Referendum discussions aside, the year ahead could be an interesting one for EUR/GBP. Last year saw the currency pair trade back to levels not seen since 2008 but, as the dust has settled over the latest stage of the European financial crisis, the exchange rate starts 2016 near to a six month high.
The chart of EUR/GBP shows it is in something of a 'make or break' area. Whenever we have looked at these two in the past, the last time being the 24 September 2015 issue of Shares, the 0.75 zone has been highlighted as an important level to watch. This has successfully stopped rallies since May 2015 and the New Year starts with EUR/GBP within 100 points of this major barrier.

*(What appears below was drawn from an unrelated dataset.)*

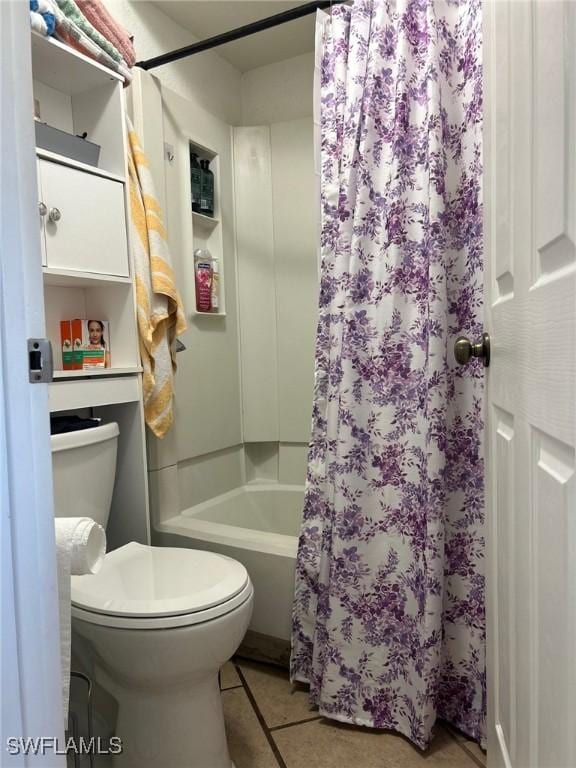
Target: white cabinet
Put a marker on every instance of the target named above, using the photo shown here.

If your view is bearish on the euro and you are expecting it to slide, now looks to be a good time to sell short. EUR/GBP is at the top of its recent major range so if the rally that started in December 2015 is going to run out of steam anywhere, then this is the place. Because that 0.75 level has been such a strong barrier it is a logical place to set a stop loss, and bail out of the trade for a small loss should the euro continue to recover.

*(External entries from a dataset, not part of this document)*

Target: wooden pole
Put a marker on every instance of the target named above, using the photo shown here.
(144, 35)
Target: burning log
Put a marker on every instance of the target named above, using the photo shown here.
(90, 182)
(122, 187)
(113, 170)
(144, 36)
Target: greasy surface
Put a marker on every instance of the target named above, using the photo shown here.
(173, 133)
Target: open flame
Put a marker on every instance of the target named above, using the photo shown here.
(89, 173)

And for the EUR/GBP bulls? Patience is the best approach in the short-term. Whenever the currency pair has managed to get this high in the past seven months, the sellers have come out and pushed it back down once again. The first clear sign that this time is different would be if it managed to break through that 0.75 level. If that does happen it is time to take a much more positive view for the euro and start looking for an extended recovery, with 0.80 being a clear first target.
By the end of last year the euro had lost around 5% against the pound. That is a clear negative performance but at one point during the year the euro was down 10% as concerns about Greece's solvency raged on. So the currency actually enjoyed a mild recovery in the second half of 2015.

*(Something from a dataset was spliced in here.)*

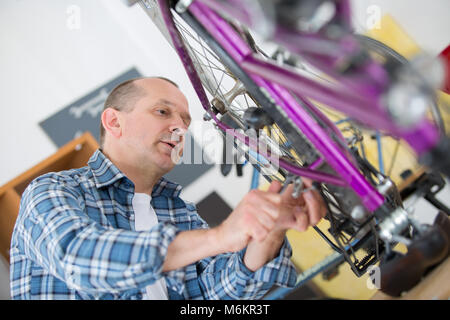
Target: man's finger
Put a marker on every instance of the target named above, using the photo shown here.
(314, 207)
(301, 219)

The two economies are still quite different. The eurozone is a varied blend of historical powerhouses like Germany but coupled with the still-vulnerable southern countries such as Spain. The European Central Bank dropped its deposit rate last month - the rate that banking institutions receive for money they may leave with the ECB - in an effort to get the financial world lending to the wider business community and give the economy a jolt.
The UK economy continues its broad recovery, although at a somewhat shakier rate than enjoyed in previous years. Our central bank is probably contemplating the right time to start raising interest rates following that much-awaited move by the US Federal Reserve in December 2015. It could be another tough year ahead for UK plc with at least a modest amount of uncertainty surrounding the vote on a possible Brexit.